9) Il quinto motivo è inammissibile, in quanto si risolve nella richiesta di un’interpretazione del decreto della Regione Veneto del 2.3.015 difforme da quella operata dal giudice a quo, senza che sia indicato il fatto decisivo, oggetto di contraddittorio fra le parti ed ignorato dal giudice, che, ove considerato, avrebbe condotto ad escludere che il provvedimento violava il giudicato.

10) All’accoglimento, per quanto di ragione, del primo motivo e del quarto motivo di ricorso consegue la cassazione senza rinvio del capo della sentenza impugnata che ha dichiarato tempestiva la domanda di D.D. di annullamento del decreto di voltura, atteso che in relazione a tale domanda il processo non poteva essere iniziato.
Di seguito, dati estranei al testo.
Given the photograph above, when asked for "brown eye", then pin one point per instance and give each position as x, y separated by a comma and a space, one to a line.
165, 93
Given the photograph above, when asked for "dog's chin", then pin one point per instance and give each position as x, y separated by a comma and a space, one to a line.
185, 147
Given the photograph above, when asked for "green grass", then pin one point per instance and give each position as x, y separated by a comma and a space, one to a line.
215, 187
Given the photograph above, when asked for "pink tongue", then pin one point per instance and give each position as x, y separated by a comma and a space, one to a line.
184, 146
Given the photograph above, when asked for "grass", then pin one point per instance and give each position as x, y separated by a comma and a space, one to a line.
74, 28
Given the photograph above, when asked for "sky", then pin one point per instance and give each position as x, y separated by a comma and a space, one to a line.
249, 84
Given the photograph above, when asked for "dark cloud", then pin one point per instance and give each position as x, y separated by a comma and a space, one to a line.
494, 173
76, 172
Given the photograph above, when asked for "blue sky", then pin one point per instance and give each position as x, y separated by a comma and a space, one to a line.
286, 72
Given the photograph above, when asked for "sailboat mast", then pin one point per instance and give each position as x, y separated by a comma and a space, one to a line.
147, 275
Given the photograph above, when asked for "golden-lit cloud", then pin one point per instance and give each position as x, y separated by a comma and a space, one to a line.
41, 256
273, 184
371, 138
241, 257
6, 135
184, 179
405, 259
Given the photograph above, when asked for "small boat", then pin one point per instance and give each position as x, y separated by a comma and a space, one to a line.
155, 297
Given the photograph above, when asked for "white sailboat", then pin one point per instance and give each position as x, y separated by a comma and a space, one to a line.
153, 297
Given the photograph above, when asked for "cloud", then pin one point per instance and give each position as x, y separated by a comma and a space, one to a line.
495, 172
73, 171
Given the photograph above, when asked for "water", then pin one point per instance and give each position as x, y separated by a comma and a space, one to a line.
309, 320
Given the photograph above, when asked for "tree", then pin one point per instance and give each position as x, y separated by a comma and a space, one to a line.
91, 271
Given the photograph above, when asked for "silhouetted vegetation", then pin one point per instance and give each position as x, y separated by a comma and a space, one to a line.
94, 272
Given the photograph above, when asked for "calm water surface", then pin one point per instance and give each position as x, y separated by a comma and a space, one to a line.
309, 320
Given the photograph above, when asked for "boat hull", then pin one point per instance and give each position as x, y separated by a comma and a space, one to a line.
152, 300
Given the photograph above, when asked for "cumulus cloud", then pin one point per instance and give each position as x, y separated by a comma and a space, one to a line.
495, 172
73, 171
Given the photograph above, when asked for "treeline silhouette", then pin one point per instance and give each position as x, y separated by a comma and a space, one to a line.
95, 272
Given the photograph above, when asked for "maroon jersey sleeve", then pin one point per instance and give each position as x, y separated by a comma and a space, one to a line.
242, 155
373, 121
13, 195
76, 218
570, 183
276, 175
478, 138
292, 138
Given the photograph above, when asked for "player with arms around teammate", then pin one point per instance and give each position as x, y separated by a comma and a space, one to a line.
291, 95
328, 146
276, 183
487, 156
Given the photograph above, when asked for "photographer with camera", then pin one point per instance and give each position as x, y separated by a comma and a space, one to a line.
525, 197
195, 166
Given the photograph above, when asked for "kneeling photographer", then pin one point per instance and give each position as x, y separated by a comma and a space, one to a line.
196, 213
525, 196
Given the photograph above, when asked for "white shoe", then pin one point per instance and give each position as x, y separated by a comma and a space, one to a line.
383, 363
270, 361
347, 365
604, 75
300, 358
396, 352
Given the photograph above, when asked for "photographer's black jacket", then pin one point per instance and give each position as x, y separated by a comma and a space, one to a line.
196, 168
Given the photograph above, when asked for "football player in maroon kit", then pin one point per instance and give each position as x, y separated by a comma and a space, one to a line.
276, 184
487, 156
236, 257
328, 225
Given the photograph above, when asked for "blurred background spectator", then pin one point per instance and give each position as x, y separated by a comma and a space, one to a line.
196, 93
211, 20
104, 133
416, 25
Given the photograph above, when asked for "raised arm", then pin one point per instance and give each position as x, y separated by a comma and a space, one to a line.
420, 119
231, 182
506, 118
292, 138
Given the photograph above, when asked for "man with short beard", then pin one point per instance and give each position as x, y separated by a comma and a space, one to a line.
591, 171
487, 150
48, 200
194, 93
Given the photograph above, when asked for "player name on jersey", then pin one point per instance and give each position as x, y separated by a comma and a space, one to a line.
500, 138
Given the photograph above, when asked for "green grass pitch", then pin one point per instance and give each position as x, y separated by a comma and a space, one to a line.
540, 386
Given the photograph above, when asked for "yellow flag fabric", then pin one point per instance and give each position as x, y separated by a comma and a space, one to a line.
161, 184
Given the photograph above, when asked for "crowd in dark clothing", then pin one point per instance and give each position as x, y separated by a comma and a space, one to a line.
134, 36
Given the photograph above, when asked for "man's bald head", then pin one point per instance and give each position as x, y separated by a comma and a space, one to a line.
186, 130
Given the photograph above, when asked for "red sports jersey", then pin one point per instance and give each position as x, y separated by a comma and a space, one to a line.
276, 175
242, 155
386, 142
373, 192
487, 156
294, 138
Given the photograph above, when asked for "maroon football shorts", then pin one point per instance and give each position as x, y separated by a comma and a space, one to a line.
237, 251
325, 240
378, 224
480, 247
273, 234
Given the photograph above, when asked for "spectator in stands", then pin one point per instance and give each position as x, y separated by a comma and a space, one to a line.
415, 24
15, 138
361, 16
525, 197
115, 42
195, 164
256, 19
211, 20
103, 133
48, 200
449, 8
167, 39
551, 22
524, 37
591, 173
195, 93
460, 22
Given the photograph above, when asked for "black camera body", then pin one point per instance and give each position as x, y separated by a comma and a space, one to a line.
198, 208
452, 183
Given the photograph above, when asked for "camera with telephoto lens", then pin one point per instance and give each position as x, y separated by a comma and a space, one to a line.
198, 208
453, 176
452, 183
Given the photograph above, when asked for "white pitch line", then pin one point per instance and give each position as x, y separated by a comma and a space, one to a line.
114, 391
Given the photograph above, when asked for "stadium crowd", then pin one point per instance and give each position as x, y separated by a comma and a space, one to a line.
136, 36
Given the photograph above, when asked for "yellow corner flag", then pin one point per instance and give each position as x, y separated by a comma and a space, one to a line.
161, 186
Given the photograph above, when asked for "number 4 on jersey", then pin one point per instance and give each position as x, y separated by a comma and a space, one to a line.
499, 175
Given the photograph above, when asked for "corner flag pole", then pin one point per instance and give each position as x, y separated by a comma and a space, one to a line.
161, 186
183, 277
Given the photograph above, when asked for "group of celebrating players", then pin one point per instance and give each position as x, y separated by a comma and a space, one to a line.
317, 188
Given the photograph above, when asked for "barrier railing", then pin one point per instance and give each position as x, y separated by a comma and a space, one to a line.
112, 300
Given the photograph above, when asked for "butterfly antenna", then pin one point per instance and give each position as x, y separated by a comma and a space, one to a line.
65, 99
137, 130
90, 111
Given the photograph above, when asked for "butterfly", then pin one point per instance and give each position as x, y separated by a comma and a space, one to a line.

11) La reciproca soccombenza delle parti giustifica la declaratoria di integrale compensazione delle spese del giudizio.

PQM

 

La Corte accoglie, nei sensi di cui in motivazione, il primo ed il quarto motivo del ricorso, assorbito il secondo motivo, e rigetta nel resto; cassa senza rinvio la sentenza impugnata in relazione ai motivi accolti e dichiara che il processo relativo all’annullamento del decreto di voltura della concessione non poteva essere iniziato; compensa le spese.

Ai sensi del D.P.R. 30 maggio 2002, n. 115, art. 13, comma 1 quater, introdotto dalla L. 24 dicembre 2012, n. 228, art. 1, comma 17, si dà atto della sussistenza dei presupposti per il versamento da parte del ricorrente di un ulteriore importo a titolo di contributo unificato, pari a quello dovuto per la stessa impugnazione.

Così deciso in Roma, il 4 luglio 2017.